A computer that thinks for itself has mastered the world’s most difficult game with no human input, scientists have revealed

A computer that thinks for itself has mastered the world’s most difficult game with no human input, scientists have revealed.

The Artificial Intelligence computer program taught itself the game, and scientists claim the breakthrough is a gamechanger with all sorts of applications.

Deep Mind’s updated AlphaGo algorithm defeated its predecessor by 100-nil – which in turn had been too good for Go champion Lee Sedol last year.

Go is a 3,000 year-old Chinese game and has trillions of possible moves – far harder than Chess.


There are an astonishing 10 to the power of 170 possible board configurations in Go – more than the number of atoms in the known universe.

Prof David Silver, of London based Deep Mind, said: “What we are most excited about is how far it can go in the real world.

“The fact we have seen a program can achieve a very high level of performance in a domain as complicated and challenging as Go should mean now we can start to tackle some of the most challenging and impactful problems for society.”

The breakthrough means humans having “meaningful conversations” with artificial intelligence – like with the menacing robot HAL in 2001 A Space Odyssey – is no longer the stuff of science fiction.

It’s hoped AI will eventually lead to better medical treatments – such as discovering drugs and speeding up diagnosis of serious illnesses like cancer, diabetes and heart disease.

It can also be used in a diverse range of other areas from wildlife preservation and agriculture to cybersecurity and the law.

Deep Mind said: “After a few days of training — including almost 5 million games of self-play — AlphaGo Zero could outperform humans and defeat all previous versions of AlphaGo.

“As the program trained, it independently discovered some of the same game principles that took humans thousands of years to conceptualise and also developed novel strategies that provide new insights into this ancient game.”

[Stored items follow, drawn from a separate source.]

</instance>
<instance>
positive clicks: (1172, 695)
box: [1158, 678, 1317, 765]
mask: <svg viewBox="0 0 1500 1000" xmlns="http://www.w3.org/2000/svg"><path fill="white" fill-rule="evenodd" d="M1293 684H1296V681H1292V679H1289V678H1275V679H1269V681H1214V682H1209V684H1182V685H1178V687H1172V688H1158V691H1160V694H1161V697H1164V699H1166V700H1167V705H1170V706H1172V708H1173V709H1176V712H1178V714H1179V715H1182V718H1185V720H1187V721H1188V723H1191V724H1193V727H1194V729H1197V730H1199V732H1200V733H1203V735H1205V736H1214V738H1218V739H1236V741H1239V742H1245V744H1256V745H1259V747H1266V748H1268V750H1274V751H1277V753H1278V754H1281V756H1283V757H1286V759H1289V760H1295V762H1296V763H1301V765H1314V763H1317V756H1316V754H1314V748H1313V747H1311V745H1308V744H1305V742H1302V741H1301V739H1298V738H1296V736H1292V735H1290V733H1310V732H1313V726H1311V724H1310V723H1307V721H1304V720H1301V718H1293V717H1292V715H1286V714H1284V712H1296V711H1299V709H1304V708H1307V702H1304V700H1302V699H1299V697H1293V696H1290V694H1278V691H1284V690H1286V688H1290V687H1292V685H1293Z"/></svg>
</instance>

AlphaGo’s previous training required the use of experts in the ancient game – along with multiple machines and chips. The new method is free of human guidance.

In one of the biggest advances in AI to date it uses the game board as the input for an artificial neural network.

This calculates the probability with which each possible next move could be played and estimates the probability of winning for the player whose turn it is to make the move.

The AI learns the moves that will maximize its chance of winning through trial and error – called ‘reinforcement learning’ – and was trained exclusively by playing games against itself.

AlphaGo Zero used about 0.4 seconds of thinking time per move to perform a look-ahead search.

That means it used a combination of game simulations to decide which moves would give it the highest probability of winning – updating its neural network.

Previously AlphaGo required many neural networks and multiple sources of training data.

AlphaGo zero also needed only 4.9 million training games instead of 30 million – three days rather than several months of training.

Playing under conditions that match those of human games AlphaGo Zero beat AlphaGo 100–0.

Deep Mind says AlphaGo zero starts from a blank slate and conquers the grand challenge of Go with “superhuman proficiency”

Describing it in Nature the team says it learns solely from the games it plays against itself.

This starts with from random moves with only the board and pieces as inputs and without human data.

Deep Mind said: “AlphaGo Zero uses a single neural network which is trained to predict the program’s own move selection and the winner of its games – improving with each iteration of self-play.”

The new program uses a single machine and just four specialised chips.


David Silver

Prof Silver said it could be transplanted from Go to “any other domain” – and was “so good it could be applied anywhere.”

He said: “After a few days of training – including almost 5 million games of self-play – AlphaGo Zero could outperform humans and defeat all previous versions of AlphaGo.

“As the program trained, it independently discovered some of the same game principles that took humans thousands of years to conceptualise and also developed novel strategies that provide new insights into this ancient game.”

He said the aim of AlphaGo Zero is not to beat humans but “understand what knowledge is.”

Computer scientist Professor Satinder Singh, of Michigan University, reviewed the findings for the journal and said teaching a computer to learn from scracth is a “major achievement.”

He said: “Go players, coming from so many nations, speak to each other with their moves, even when they do not share an ordinary language.

“They share ideas, intuitions and, ultimately, their values over the board – not only particular openings or tactics, but whether they prefer chaos or order, risk or certainty, and complexity or simplicity.

“The time when humans can have a meaningful conversation with an AI has always seemed far off and the stuff of science fiction. But for Go players, that day is here.”

AlphaGo made its name last year when it defeated high-profile Go player Lee Sedol in China – following this up by beating Go world champion Ke Jie.

DeepMind Technologies Limited is a British artificial intelligence company founded in September 2010. It was bought by Google in 2014 for £400 million.